Have you considered a honeymoon registry? or registering for gift cards to favorite restaurants, etc through a site like Amazon?

Post # 6
Member
76 posts
Worker bee
  • Wedding: June 2011

Same situation! My fiance and I talk about it all the time – we have all of the things we need. I really like the advice above, though. One friend advised me that most people will give cash anyway, and that most presents you’d receive would be at a shower.

Post # 7
Member
188 posts
Blushing bee
  • Wedding: July 2010

Unfortunately, if you do not register, people will buy you gifts that you didn’t get to pick out. For this reason, I would register so that you can have control over the gifts. Try spreading through word of mouth that you would prefer to receive cash.  

Post # 8
Member
2641 posts
Sugar bee

If you have a shower, they will definitely want to buy you a gift, not money.  But if you have your home set up, maybe you won’t be having a shower.  (Since that’s why they’re traditionally held.)

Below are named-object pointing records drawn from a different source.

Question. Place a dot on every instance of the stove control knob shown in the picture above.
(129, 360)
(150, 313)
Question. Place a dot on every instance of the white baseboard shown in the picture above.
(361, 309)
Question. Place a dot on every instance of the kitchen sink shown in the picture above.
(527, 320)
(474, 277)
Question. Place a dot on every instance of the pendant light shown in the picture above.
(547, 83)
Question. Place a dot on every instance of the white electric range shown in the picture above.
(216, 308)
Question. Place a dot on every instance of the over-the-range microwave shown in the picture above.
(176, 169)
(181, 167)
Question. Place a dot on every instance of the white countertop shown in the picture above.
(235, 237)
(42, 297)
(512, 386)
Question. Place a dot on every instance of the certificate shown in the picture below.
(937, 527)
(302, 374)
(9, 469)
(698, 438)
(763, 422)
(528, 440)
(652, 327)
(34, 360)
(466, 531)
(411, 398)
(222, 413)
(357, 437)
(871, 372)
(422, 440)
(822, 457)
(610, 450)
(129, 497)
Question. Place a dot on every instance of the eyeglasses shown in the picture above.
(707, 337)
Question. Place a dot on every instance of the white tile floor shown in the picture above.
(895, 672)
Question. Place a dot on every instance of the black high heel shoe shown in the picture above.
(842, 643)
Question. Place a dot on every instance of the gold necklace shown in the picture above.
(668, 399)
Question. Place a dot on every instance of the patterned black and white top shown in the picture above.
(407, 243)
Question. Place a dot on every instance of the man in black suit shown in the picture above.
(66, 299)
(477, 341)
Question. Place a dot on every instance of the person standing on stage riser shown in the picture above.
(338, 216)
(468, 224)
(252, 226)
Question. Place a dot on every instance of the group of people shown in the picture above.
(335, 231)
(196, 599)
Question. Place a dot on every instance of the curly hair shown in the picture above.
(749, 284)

But for the wedding, most people will probably give you money anyway.  And without a registry, they’ll be even more inclined.

Post # 10
Member
3285 posts
Sugar bee
  • Wedding: November 2009

No matter what, people will buy you stuff, so it’s best (IMHO) to have one registry of stuff you’d want, even if it’s “silly” stuff – for example, hubby doesn’t like gifts at all, and we didn’t need a lot of stuff either, but we do have a Keurig coffeemaker so we registered for the little k-cups.  Plus, if you register for stuff from a brick and mortar place that is convenient to you, you usually have the option of taking the gifts back for store credit to buy stuff you want – again, we got this cake stand we really didn’t need from Kohls (where we registered) so we were able to get a gift card in its amount and hubby was able to buy some new workout clothes. =D

Post # 11
Hostess
18646 posts
Honey Beekeeper
  • Wedding: June 2009

I think having a small registry with some things that you need would be a good idea.  Don’t have any bridal showers (since people get gifts for those) and ask your parents to say that you would like cash when people ask where you are registered or what you want for gifts.  Just have them say that since you have been living together for 3 years, you don’t need a lot of the normal stuff anymore.  That is what we did and we got mostly cash.

Post # 12
Member
2470 posts
Buzzing bee
  • Wedding: September 2010

Well, the point is, people will give gifts whether or not you WANT them. I would suggest doing a small registry, filling it with things you will may always need. Like, fluffy towels, an extra set of sheets, Brita filters, swiffer wipes, that sort of thing. People may give cash if there isn’t a lot of on there. ALso, word of mouth is a great way to pass on the message that tangible gifts aren’t necessary.

Post # 13
Member
4485 posts
Honey bee

Don’t register and don’t say anything else about it. If someone does buy you a gift, which many people will do, you accept it graciously and then send out thank you notes. Be aware though that if you don’t register, you will end up with gifts you don’t want and may not able to return anywhere.

Post # 14
Member
42 posts
Newbee
  • Wedding: August 2010

Same situation here.  No registry and no bridal shower. Case closed?  Hardly, now guests who are not able to come to the wedding are asking “Regretfully, we can’t attend your wedding.  Where are you registered? We’d like to send you a gift”.    Talk about being bit in the @$$.

Feeling kinda bad about it now.  FMIL was right all along. Darn it!

Post # 15
Member
2271 posts
Buzzing bee
  • Wedding: August 2009

I wanted to specify no gifts on the wedding invites but was told it was a no no to do so. However, I did have the wedding web site URL on the reply cards as well as the STD cards and on the web site it was clearly stated that the only gifts we wanted was the “honor of your presence” on our wedding day! I should add that only half of our guests listened to us and the other half gave us money.

Post # 16
Member
2271 posts
Buzzing bee
  • Wedding: August 2009

I don’t know if it was because of our age or because it was well known that it wasn’t the first wedding for either of us, but we had no registry and only ended up with two gifts that were not money.

The topic ‘What if I don’t want any gifts?’ is closed to new replies.